Leaving university, I thought I'd be a developer happily knocking out code but was always drawn to tech support. How do we help people use our tools better? Now, I mostly specialize in consulting and introducing new customers to our tools. I am a Tech Evangelist and Lead Consultant at Urbancode. Eric is a DZone MVB and is not an employee of DZone and has posted 77 posts at DZone. You can read more from them at their website. View Full User Profile

Maven's Strengths and Weaknesses as a Dependency Management System

03.01.2010
| 13443 views |
  • submit to reddit
For many Java teams, switching to Maven will introduce them to formal dependency management. Maven actually does a pretty decent job and is a fantastic system out of the box for informal projects. However, for teams looking to implement rigorous component reuse policies, Maven falls short.

Last month, in our article Chaperoning Promiscuous Software Reuse, we reviewed four elements of a successful strategy for managing components. Briefly, these elements are:
  1. Testing and Validation of 3rd party components Only libraries approved for reuse should be used by developers. If developers want to use additional libraries, they can submit them for screening.
  2. A Definitive Software Library: A team should have an official storage place for reusable, versioned components (both internal and 3rd party).
  3. Using Protection: A team should have an "immune system" that rejects libraries other than those from the DSL.
  4. Rapid impact analysis audit When something goes wrong, it should be easy to determine what versions of which components were used by the project.

Basic Maven

Basic Maven points to a common Maven repository hosted centrally. Various open source projects publish their releases to this repository and a developer can configure her build file to depend on these releases. At build time, the artifacts are automatically pulled down into the workspace and the build can produce a report of what was used.
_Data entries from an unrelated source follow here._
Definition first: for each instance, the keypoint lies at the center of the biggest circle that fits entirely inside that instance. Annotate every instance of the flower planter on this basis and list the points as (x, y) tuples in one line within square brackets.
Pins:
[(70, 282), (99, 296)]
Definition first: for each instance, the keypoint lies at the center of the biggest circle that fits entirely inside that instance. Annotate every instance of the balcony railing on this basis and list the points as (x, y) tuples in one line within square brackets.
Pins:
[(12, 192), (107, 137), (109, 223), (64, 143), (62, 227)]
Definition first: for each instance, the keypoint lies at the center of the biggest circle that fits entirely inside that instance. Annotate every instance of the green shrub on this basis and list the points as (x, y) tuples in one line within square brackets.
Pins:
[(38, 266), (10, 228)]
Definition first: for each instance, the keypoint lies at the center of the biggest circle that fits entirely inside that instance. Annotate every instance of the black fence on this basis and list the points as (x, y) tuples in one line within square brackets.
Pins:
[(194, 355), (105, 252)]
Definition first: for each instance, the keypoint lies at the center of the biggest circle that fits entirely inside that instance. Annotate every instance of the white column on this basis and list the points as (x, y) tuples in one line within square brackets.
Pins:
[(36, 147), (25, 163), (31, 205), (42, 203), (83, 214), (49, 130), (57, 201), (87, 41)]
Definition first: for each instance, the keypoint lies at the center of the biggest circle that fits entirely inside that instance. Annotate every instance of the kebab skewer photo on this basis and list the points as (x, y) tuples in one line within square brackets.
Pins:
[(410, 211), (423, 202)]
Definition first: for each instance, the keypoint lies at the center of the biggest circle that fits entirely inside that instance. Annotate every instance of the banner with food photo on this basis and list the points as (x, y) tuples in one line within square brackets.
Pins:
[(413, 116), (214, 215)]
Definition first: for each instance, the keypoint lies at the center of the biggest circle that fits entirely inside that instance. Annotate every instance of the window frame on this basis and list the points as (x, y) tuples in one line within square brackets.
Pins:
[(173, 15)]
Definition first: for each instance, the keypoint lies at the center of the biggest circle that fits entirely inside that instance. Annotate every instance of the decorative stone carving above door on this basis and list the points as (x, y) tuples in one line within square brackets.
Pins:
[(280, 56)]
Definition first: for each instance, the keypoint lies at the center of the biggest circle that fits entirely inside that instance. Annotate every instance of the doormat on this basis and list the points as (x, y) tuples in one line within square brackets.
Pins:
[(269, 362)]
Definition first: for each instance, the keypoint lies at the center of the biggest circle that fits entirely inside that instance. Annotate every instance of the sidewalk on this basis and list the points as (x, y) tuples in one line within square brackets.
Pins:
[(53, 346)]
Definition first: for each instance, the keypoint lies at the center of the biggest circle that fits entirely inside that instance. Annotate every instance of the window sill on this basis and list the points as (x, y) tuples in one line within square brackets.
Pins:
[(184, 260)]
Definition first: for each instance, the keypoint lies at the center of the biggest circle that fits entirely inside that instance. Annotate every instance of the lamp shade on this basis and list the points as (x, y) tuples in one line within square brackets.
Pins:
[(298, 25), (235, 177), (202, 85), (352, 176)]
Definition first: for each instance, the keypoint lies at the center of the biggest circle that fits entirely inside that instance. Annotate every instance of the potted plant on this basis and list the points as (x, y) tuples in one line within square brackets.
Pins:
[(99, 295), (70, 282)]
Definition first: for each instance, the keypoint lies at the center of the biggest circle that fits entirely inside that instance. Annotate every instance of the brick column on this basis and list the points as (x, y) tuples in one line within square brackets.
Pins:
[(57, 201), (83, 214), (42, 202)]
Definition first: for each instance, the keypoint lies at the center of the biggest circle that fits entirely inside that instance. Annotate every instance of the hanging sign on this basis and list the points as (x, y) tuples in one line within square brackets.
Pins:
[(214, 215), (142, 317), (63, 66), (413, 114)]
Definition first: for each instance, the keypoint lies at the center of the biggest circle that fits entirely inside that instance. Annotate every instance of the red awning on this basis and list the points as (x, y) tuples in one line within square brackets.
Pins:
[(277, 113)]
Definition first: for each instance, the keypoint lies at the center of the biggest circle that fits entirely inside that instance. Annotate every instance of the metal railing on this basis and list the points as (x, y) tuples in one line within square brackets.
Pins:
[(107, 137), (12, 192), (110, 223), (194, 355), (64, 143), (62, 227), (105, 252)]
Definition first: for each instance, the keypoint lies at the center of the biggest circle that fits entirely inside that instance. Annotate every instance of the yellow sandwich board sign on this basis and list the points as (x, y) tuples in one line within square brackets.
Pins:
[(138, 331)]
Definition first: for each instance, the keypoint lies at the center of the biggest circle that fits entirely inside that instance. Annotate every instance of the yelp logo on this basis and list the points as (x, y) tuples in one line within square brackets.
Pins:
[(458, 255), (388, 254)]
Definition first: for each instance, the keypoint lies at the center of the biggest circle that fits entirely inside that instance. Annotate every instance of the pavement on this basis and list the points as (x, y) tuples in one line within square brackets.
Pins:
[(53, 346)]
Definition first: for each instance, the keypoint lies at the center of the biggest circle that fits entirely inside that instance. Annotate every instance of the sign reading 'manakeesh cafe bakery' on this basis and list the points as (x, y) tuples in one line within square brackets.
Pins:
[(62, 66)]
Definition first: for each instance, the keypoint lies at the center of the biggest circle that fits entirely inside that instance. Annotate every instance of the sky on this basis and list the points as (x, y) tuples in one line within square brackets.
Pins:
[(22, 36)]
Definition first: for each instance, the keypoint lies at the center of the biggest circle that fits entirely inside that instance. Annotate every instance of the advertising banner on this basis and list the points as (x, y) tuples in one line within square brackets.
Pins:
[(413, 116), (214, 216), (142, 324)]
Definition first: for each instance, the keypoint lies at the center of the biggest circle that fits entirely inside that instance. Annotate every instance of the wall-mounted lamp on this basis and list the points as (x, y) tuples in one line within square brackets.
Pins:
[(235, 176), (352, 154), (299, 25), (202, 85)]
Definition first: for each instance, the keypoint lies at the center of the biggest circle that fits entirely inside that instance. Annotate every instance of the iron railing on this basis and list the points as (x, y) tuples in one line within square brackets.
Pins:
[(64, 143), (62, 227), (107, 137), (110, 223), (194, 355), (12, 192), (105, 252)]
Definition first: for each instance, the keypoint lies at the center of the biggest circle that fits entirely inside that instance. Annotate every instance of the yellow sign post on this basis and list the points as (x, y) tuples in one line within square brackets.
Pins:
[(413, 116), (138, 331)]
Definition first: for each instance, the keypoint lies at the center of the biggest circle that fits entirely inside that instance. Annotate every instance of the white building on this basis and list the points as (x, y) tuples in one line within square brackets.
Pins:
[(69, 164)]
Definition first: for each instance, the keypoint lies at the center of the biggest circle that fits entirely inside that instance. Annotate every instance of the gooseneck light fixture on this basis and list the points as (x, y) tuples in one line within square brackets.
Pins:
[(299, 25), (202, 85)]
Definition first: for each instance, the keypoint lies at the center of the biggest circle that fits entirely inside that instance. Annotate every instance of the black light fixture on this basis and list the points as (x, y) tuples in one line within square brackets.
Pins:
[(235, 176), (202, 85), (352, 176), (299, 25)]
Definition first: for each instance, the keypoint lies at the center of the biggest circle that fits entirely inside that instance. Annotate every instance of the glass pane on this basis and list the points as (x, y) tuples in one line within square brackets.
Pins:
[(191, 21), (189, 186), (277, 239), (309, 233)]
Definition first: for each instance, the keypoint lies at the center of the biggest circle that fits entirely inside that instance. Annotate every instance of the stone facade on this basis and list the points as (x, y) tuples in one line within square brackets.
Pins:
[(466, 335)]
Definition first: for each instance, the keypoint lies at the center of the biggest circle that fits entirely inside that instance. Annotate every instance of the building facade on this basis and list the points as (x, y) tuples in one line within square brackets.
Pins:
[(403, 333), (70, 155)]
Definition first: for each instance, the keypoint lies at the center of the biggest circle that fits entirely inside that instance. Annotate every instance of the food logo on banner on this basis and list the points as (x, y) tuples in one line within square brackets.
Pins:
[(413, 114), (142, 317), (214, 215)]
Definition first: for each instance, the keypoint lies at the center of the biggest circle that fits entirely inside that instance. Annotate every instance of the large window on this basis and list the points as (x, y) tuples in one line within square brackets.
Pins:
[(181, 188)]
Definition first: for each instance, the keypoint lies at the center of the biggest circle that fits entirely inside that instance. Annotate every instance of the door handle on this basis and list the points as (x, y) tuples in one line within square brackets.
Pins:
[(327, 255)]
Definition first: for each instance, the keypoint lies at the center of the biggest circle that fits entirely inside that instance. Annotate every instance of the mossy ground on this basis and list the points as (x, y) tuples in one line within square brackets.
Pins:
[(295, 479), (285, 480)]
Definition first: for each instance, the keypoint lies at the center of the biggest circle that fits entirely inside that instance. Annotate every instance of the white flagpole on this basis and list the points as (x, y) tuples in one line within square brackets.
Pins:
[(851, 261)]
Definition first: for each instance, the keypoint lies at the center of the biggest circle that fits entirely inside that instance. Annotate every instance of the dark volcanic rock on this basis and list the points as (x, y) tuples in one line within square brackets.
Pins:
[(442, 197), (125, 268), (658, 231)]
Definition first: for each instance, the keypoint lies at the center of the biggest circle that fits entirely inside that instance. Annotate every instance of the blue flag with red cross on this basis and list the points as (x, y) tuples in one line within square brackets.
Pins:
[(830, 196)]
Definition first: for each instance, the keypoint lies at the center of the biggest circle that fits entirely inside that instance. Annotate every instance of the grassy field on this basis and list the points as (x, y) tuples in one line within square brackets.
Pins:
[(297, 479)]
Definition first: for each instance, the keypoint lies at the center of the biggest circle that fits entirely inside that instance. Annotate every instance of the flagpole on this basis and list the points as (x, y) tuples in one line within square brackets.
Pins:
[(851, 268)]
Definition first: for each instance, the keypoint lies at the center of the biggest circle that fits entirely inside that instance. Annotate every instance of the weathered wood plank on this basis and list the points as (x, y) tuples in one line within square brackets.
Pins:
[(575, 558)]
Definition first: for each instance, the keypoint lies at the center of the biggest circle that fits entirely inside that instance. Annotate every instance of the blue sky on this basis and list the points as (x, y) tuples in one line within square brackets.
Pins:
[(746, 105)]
This is actually a pretty good start. If the build script depends on exact versions, the team has some traceability. The Maven repository is an official repository of artifacts (a DSL) used by the team although the team does not control it. Unfortunately, there's little protection against a developer using a rogue component, but it's easier to do the right thing than the wrong thing, and that goes a long way.

The major failing here is that the team does not control the repository. Rather, it is an arbitrary resource in the cloud. This eliminates the team's ability to test artifacts prior to including them in the DSL, and there's no guarantee that an artifact used by a production release today will still be available from the repository tomorrow unaltered and intact.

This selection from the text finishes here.